También parece ser inagotable el impulso de algunos por contarlo. Por meterse voluntariamente en las fauces de la bestia, el estómago del leviatán; con pasaporte que no caduca de una a otra embajada del infierno.
El Círculo de Bellas Artes de Madrid ha reunido en una muestra –Creadores de conciencia– el trabajo de 40 de esos extraños ejemplares: fotorreporteros españoles inmersos, muchos de ellos, en zonas de las llamadas de conflicto (pero qué no es una zona de conflicto, en este planeta). La raza a la que pertenecen es sin embargo la misma: “Suelen ser individuos solitarios, hechos al oficio de cazador”, señala el también fotógrafo Chema Conesa en el texto que introduce el recorrido. “Anclados a su compromiso profesional, a la decisión voluntaria que les ha llevado hasta allí, su meta es la foto, y no les preocupa su trascendencia ni repercusión. No pretenden adoctrinar a nadie y sin embargo la fuerza de sus imágenes provoca conciencia y tuerce voluntades aun a su pesar”.
¿No les preocupa la trascendencia, la repercusión? Esto quizá sea discutible; lo que sí parece probable es que ese impulso de vivir y de contar lo vivido (lo vivido por otros, y con otros, allá en el filo de la realidad) a través de una imagen sea ya un fin en sí mismo. Así como el cazador no piensa, mientras caza, en lo que sacará luego con la pieza. Es algo más allá lo que les espolea con determinación feroz, muy lejos de recompensas materiales (desde luego, “un oficio silencioso, con grandes dosis de riesgo, desprecio a la comodidad personal y a la seguridad económica”). Es otra cosa.
Resuena algo común, una letanía o musiquilla similar, cuando se presta atención a las biografías de cada uno de los autores: por ensoñación vocacional o por razones vagamente azarosas, por empecinamiento temprano o por renuncia posterior a otro tipo de vida, todos, en mayor o menor grado, parecieron rendirse a una llamada más poderosa que ellos mismos. Pareciera entonces, siguiendo este hilo, que hubieran acudido a atender esas voces en el desierto precisamente para registrarlas, para que pudiera oírse después el grito mudo, multiplicado, en los rincones adonde es imposible que llegara, nos llegara.
Hay gritos que atruenan más precisamente por haber quedado congelados en una imagen.
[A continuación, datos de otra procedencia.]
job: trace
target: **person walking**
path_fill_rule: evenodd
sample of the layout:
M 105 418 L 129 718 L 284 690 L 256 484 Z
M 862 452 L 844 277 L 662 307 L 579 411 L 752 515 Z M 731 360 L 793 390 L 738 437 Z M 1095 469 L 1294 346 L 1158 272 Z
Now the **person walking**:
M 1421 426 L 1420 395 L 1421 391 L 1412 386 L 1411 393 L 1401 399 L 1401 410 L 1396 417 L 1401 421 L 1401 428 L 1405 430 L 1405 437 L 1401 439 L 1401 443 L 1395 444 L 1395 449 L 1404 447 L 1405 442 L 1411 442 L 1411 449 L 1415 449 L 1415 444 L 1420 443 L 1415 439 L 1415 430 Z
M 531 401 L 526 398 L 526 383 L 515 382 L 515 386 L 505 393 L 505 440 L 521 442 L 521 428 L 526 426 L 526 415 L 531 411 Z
Enric Folgosa (Barcelona, 1959), que “quiso estudiar periodismo o cine”, pero a quien “su padre convenció para que hiciera derecho”, terminó de todas formas en aquellos sitios donde las leyes ya no existen. Actualmente es editor de la agencia Asociated Press en Nueva York. Dice considerarse “mejor editor que fotógrafo”, pero suya es una instantánea memorable, tomada en Kosovo en 1998: el cadáver del guerrillero (del Ejército de Liberación de Kosovo) Ali Murat, a quien Folgosa había conocido junto a Miguel Gil el día anterior, muerto “al estallar una trampa explosiva en una gasolinera”. En la foto, un grupo de mujeres albanesas velan su cadáver; gritan, más bien, esa muerte. Es Yugoslavia, finales del siglo XX, pero podría ser un cuadro de Goya.
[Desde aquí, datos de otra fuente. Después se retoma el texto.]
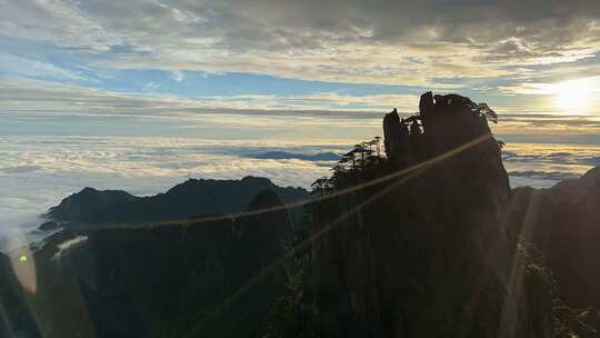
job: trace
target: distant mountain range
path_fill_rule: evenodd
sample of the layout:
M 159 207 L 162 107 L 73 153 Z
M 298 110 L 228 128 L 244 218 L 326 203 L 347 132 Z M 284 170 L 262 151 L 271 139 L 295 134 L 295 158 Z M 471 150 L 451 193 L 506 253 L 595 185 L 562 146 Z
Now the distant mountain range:
M 164 193 L 132 196 L 122 190 L 83 190 L 64 198 L 46 217 L 57 222 L 124 223 L 190 218 L 198 215 L 236 213 L 261 191 L 271 189 L 284 203 L 309 197 L 302 188 L 282 188 L 267 178 L 241 180 L 190 179 Z M 292 226 L 299 226 L 301 207 L 290 208 Z

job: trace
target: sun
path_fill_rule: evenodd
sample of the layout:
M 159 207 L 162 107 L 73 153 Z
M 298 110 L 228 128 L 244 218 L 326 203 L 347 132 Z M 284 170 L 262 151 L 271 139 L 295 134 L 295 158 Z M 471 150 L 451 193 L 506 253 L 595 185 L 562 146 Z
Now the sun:
M 554 95 L 560 107 L 566 109 L 587 108 L 592 92 L 588 79 L 570 80 L 554 84 Z

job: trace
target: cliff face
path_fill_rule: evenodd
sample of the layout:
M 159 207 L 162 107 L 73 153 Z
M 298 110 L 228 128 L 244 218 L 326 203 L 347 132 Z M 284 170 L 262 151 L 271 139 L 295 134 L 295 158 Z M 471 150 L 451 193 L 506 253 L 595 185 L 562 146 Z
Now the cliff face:
M 301 188 L 279 187 L 267 178 L 244 177 L 241 180 L 190 179 L 164 193 L 132 196 L 121 190 L 83 190 L 51 208 L 47 217 L 60 222 L 121 223 L 151 222 L 189 218 L 203 213 L 234 213 L 246 209 L 261 191 L 270 189 L 286 203 L 308 198 Z M 301 208 L 289 210 L 296 226 Z
M 566 301 L 600 308 L 600 167 L 550 189 L 516 189 L 510 222 L 539 248 Z
M 507 236 L 511 192 L 484 112 L 431 93 L 420 108 L 409 119 L 386 116 L 388 167 L 379 176 L 432 165 L 314 208 L 312 231 L 324 231 L 312 246 L 317 330 L 550 337 L 549 298 L 527 285 L 534 280 L 526 281 Z

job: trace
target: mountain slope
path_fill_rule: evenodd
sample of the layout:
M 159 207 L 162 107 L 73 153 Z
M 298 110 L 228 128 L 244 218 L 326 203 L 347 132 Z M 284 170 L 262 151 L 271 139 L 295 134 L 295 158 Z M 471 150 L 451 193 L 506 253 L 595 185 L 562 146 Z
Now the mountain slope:
M 308 198 L 301 188 L 282 188 L 269 179 L 244 177 L 241 180 L 190 179 L 164 193 L 136 197 L 126 191 L 99 191 L 86 188 L 51 208 L 47 217 L 72 223 L 122 223 L 184 219 L 202 213 L 241 212 L 259 192 L 273 190 L 286 203 Z M 291 208 L 296 226 L 301 208 Z

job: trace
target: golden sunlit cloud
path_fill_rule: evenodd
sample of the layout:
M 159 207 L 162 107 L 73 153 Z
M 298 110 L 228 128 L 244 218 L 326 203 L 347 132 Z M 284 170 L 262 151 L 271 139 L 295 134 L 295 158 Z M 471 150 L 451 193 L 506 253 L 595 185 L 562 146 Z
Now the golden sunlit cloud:
M 566 109 L 588 108 L 590 97 L 596 91 L 594 83 L 589 79 L 559 82 L 553 87 L 557 103 Z

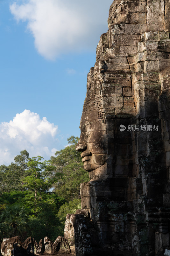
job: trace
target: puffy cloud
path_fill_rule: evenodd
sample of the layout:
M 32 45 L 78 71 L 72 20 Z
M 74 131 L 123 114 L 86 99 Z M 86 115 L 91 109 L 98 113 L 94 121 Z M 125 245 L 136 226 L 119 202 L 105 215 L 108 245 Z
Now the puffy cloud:
M 26 21 L 40 54 L 54 59 L 60 53 L 93 49 L 107 31 L 112 0 L 21 0 L 10 6 L 19 21 Z
M 0 164 L 8 165 L 14 156 L 26 149 L 30 157 L 48 159 L 57 151 L 58 126 L 46 117 L 25 109 L 12 121 L 0 124 Z

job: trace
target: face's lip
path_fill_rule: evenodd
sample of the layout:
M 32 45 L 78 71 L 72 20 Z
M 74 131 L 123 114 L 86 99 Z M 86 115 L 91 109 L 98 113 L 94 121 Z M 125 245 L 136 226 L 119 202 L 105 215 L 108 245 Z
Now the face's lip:
M 90 156 L 85 156 L 84 157 L 83 157 L 82 158 L 82 162 L 84 163 L 84 162 L 85 162 L 86 161 L 88 161 L 89 160 L 90 160 Z

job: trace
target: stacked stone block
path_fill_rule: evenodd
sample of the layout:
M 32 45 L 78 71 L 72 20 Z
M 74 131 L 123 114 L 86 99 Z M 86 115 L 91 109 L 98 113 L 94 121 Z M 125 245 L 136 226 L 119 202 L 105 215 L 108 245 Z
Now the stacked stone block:
M 170 10 L 166 0 L 114 0 L 110 7 L 77 146 L 90 176 L 81 186 L 90 216 L 75 237 L 78 256 L 169 253 Z M 83 252 L 88 220 L 90 249 Z

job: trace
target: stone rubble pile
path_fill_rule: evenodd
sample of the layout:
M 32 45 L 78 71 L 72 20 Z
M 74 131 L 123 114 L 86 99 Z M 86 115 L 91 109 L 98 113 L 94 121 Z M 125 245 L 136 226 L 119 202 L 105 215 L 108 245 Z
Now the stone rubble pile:
M 68 241 L 60 236 L 53 243 L 46 236 L 44 243 L 42 239 L 39 243 L 33 238 L 27 238 L 22 243 L 19 236 L 4 238 L 1 244 L 3 256 L 33 256 L 39 255 L 69 255 L 71 253 Z

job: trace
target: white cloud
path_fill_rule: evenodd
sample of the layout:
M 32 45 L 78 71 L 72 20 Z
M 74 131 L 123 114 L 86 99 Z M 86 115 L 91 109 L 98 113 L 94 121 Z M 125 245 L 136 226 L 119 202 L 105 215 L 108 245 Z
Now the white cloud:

De una generación posterior, Diego Ibarra (Zaragoza, 1982) dice querer “mostrar la superación y la esperanza de las personas que viven y sobreviven en los países devastados” por la guerra. Hay una foto suya tomada en el campo de refugiados de Jalozai, en Pakistán, 2014. Jalozai, explica, “se ha convertido en una salida temporal, anquilosada en el tiempo, para miles de paquistaníes que huyen de la violencia”. En la foto, una mujer de edad indefinible, con túnica blanca, duerme o vela a un niño. Se asemeja a una piedad de Miguel Ángel que hubiera sobrevivido a un incendio.
Igual que en la belleza, algo hay de atemporal en el horror: de alguna forma, todo lo hemos visto ya, antes, aunque no sepamos dónde.
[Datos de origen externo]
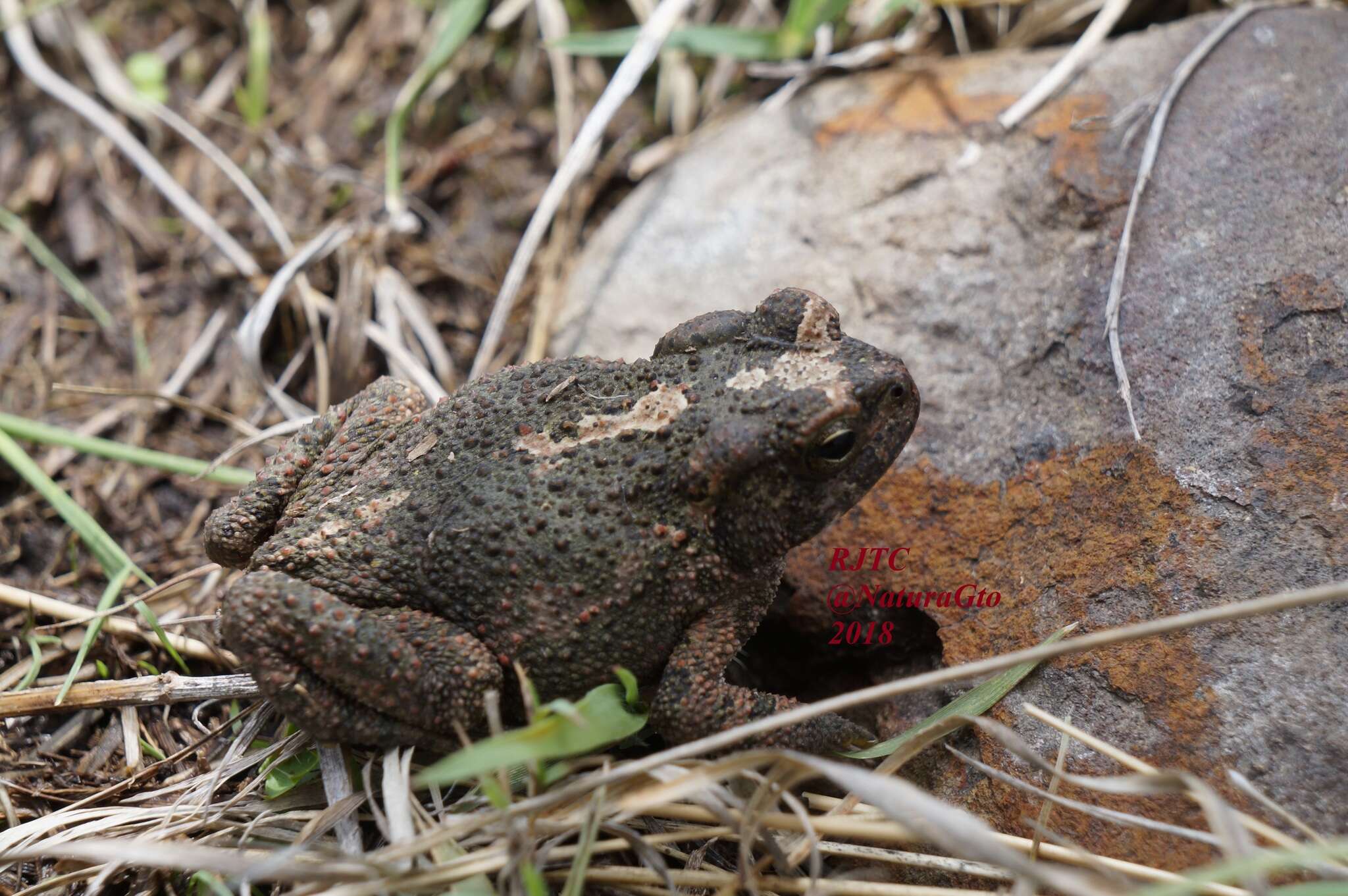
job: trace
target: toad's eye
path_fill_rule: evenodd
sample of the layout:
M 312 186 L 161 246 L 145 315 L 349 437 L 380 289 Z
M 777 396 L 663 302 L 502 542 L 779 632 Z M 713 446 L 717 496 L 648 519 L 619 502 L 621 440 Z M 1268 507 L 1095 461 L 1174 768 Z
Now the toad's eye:
M 856 447 L 856 433 L 853 430 L 834 430 L 814 443 L 810 449 L 810 459 L 828 466 L 841 463 L 852 455 Z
Y suele suceder también que no son las imágenes más presumiblemente duras las que más pueden conmover o impresionar. Una sola nota de apariencia tranquila inquieta más por contraste; por sugerir, más que mostrar, el horror soterrado que alienta alrededor. Judith Prat (Huesca, 1973), que ha documentado el trabajo en las minas de coltán en Congo, tomó una instantánea más bien apacible en la ciudad de Goma, adonde “llegan chicas desplazadas por el conflicto armado de su país”. “Viven todas juntas en una barriada a las afueras de la ciudad. Los fines de semana van a trabajar a Appolo, un concurrido prostíbulo del centro de Goma”. La imagen recoge unas piernas de mujer enfundadas en tacones y falda, a las puertas de una calle mísera. No hace falta leer la aclaración anterior para intuir que esa incongruencia (la de esos tacones en esa puerta, en esa calle) es siniestra.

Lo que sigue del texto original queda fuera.